Despite climbing inflation, the Bank of England has decided to hold Interest Rates at their record low level in their latest vote.
This is despite the bank expecting inflation to peak to around 5% by April 2022, and for it not to reduce to the self imposed 2% target by the end of 2023 at the earliest
The bank's rationale is centered around continued uncertainty in supply chain, weaker than expected growth and lack of clear data yet on the labour market and the impact of the end of the Job Retention scheme.
However they have forecast rates may start to increase soon having "judged that some modest tightening of monetary policy over the forecast period was likely to be necessary to meet the two per cent inflation target sustainably in the medium term".
Earlier today, the US Federal Reserve said it too would not rush to reduce interest rates, however has announced a tapering of it's pandemic stimulus.
Why it matters?
These interest rate decisions do have consequences for businesses, and increasingly so given the current climate.
Low rates generally discourage saving and encourage cheap borrowing and therefore spending - the idea being this maintains and indeed encourages growth. However with energy prices surging, housing demand and supply chain disruption, we are seeing every increasing prices - inflation.
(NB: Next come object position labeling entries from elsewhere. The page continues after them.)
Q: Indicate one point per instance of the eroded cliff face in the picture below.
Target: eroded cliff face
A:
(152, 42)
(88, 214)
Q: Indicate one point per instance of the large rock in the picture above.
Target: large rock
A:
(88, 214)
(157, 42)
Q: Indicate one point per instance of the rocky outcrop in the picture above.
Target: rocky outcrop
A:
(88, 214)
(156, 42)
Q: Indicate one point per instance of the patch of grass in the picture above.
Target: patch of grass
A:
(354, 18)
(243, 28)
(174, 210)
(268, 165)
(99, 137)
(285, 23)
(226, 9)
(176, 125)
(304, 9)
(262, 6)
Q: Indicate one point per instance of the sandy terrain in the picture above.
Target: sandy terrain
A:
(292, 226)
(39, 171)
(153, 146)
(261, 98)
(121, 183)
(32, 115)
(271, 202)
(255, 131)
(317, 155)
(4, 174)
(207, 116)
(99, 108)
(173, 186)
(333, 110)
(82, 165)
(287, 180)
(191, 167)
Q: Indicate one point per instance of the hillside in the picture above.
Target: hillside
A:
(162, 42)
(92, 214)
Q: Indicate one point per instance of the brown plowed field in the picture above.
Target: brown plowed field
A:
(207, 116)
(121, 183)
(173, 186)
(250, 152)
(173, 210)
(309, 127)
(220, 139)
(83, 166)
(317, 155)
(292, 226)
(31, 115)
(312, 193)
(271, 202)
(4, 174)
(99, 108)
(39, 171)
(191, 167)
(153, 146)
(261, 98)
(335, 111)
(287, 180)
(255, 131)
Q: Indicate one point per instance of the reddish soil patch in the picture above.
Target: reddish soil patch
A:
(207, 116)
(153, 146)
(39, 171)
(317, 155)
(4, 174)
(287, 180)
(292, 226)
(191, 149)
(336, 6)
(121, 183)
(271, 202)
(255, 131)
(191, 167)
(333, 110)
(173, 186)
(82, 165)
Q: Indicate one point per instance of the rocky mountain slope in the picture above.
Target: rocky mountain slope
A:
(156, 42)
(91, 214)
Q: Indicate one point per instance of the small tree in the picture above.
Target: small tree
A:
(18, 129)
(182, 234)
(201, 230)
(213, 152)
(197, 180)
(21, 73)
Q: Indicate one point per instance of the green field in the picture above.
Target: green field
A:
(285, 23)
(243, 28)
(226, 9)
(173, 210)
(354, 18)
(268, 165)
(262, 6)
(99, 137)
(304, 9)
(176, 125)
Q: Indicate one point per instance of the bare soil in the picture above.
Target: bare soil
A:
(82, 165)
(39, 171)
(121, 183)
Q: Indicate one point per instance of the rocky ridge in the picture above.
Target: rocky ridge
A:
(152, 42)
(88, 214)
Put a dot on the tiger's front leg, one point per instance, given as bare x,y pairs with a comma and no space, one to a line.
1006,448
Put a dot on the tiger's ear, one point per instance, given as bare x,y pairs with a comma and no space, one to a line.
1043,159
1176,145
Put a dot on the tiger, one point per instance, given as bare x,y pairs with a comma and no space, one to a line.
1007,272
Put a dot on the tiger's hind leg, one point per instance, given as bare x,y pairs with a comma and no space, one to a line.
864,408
The primary way of controlling this is to increase interest rates - this increases the cost of borrowing, cuts spending, encourages saving and thus cuts demand in the market, thus reducing these price increases.
Additionally changes in interest rates can greatly affect a country's relative currency valuation. Higher interest rates lead to an increase in the demand for a country's financial assets, and therefore an increase in the demand for a currency. Lower interest rates reduce speculative demand for assets and reduce demand for a currency. So the Bank of England's decision to keep rates on hold at 0.1%, has seen the value of the GBP fall today against major currencies - meaning buying goods from abroad has become relatively more expensive.